I have the power to make things easier for these people. I don’t have that power in the real world but, by God, I can do it for these characters.
(I don’t think Shonda has this particular issue. I’m sure she’s just happy as can be throwing thunderbolts a la Zeus. Especially when the actors in question piss her off.)
Maybe my kindness an admirable impulse, but it’s totally wrong.
You’ve got to make your characters suffer.
You’ve got to make them hurt. You’ve got to put them up in a tree and set it on fire, to use one of my favorite lessons. Big trees, small trees, Oh my God she’s having a heart attack trees.
You’ve got to ruin their lives, and guide them through stitching things back together. You’ve got to make them cry and wail and gnash their teeth.
And, yes, sometimes you’re going to have kill people that they love. People that you love.

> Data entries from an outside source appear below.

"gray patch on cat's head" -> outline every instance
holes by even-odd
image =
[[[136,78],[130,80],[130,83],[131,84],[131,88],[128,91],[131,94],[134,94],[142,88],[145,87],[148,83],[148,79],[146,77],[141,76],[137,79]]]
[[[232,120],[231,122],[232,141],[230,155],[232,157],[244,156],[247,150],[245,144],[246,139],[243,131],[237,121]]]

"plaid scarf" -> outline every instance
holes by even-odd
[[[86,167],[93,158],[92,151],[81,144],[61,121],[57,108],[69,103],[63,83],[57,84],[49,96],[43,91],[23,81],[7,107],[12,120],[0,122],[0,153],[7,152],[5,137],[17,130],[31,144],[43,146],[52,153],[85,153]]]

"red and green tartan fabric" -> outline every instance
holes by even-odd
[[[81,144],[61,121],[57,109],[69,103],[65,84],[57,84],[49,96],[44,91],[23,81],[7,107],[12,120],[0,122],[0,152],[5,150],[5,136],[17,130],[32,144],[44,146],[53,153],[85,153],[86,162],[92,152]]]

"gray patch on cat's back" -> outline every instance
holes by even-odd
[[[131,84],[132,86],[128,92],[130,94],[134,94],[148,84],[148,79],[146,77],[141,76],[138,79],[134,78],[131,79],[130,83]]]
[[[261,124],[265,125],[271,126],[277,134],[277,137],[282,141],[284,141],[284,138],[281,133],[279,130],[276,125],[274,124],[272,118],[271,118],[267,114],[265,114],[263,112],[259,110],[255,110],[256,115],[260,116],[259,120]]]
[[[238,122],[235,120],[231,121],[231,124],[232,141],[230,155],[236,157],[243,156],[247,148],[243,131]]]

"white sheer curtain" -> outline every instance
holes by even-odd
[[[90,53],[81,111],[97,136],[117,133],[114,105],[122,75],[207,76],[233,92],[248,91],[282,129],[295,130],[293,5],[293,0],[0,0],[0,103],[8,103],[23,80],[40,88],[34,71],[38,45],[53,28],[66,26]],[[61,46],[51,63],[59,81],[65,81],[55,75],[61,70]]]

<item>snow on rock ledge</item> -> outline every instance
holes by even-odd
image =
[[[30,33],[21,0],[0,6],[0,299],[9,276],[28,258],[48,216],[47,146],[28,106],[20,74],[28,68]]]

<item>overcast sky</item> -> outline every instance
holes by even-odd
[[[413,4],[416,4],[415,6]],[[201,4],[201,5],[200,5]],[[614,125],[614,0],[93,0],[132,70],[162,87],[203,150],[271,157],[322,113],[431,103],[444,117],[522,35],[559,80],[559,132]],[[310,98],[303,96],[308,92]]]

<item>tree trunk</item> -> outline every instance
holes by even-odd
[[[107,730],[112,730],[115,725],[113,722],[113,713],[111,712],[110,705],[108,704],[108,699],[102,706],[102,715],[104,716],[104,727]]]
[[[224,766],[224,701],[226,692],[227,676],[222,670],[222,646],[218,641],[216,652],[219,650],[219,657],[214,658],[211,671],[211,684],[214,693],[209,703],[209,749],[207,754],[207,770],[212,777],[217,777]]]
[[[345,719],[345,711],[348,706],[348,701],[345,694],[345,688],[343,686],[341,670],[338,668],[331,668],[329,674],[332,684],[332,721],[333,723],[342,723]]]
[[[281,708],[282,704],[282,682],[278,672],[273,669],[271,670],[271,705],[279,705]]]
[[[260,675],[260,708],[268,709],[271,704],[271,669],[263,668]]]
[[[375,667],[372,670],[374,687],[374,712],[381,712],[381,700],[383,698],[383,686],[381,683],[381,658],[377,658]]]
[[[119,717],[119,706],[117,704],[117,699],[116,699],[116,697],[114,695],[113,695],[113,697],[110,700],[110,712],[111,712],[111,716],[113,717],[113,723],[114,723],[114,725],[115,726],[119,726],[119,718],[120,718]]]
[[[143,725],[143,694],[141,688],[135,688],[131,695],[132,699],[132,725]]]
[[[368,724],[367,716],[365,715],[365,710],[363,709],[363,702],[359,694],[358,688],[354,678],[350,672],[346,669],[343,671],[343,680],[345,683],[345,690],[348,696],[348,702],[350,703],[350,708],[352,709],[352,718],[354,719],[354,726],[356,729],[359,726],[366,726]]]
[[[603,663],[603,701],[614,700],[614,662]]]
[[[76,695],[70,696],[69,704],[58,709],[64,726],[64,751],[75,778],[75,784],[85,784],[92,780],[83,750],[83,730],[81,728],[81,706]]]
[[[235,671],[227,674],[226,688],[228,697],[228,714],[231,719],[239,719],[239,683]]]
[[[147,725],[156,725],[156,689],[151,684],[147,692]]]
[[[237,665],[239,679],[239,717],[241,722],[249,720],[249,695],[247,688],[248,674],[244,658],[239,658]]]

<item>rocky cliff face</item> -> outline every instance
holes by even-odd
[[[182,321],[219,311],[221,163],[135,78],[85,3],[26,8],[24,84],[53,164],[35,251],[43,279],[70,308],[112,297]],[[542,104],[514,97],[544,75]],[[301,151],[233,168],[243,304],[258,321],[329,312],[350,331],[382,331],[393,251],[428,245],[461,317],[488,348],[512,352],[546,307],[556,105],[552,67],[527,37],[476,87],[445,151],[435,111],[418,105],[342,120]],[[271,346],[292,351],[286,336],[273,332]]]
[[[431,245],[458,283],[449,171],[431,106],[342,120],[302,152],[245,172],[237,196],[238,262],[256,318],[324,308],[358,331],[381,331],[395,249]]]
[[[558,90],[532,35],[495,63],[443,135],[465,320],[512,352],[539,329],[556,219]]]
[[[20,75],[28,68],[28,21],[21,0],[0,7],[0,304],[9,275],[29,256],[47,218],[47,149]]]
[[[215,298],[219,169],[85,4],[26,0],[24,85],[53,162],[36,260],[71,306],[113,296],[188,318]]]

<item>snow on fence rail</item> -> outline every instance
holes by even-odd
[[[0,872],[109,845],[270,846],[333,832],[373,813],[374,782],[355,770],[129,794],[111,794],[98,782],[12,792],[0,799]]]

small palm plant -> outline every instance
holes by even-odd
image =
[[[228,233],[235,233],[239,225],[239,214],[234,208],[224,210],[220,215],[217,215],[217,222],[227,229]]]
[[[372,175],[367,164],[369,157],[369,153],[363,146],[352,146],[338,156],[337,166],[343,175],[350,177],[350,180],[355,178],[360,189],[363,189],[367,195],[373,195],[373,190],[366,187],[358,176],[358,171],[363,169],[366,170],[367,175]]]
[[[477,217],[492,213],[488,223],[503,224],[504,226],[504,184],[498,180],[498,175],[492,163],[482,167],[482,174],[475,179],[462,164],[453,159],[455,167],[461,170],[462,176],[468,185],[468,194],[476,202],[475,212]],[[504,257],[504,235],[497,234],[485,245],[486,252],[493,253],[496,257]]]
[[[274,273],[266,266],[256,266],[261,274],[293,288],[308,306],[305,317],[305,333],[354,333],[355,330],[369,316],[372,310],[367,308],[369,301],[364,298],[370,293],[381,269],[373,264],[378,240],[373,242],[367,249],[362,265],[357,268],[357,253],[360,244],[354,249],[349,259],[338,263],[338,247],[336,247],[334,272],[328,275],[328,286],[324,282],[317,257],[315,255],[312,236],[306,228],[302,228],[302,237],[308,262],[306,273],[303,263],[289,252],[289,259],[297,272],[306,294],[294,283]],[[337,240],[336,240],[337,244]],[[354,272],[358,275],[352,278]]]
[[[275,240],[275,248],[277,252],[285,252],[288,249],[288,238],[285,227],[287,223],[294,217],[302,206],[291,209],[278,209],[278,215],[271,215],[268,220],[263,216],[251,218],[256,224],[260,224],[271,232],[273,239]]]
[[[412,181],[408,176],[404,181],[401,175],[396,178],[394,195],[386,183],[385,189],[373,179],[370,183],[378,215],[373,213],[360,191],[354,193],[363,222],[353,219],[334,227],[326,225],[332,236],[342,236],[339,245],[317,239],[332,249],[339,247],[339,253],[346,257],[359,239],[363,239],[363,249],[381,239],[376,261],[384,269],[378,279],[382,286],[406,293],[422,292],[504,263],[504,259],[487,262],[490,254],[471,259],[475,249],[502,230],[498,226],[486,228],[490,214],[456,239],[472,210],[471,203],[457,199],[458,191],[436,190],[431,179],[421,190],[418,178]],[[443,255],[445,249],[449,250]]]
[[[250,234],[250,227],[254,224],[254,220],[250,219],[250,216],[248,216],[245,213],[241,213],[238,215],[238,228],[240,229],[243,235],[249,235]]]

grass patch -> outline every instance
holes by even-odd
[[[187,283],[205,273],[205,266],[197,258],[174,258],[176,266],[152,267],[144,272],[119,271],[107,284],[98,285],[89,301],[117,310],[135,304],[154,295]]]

You’re going to have to write them through the pain, the mourning, the scarring — and the healing, if that ever happens.
If you’re too nice, like me, you’ll have to harden your heart. Or just cry like a baby while you’re writing. (There’s no shame in that, I promise.)
This has often been a criticism of Grey’s — there’s always some kind of tragedy going on. Either an actual, emergent tragedy, or some kind of relationship drama and heartbreak.
Big, important characters need big, important stakes. And, sometimes, they just need to be burnt down. Either to their death, or to rise from the ashes.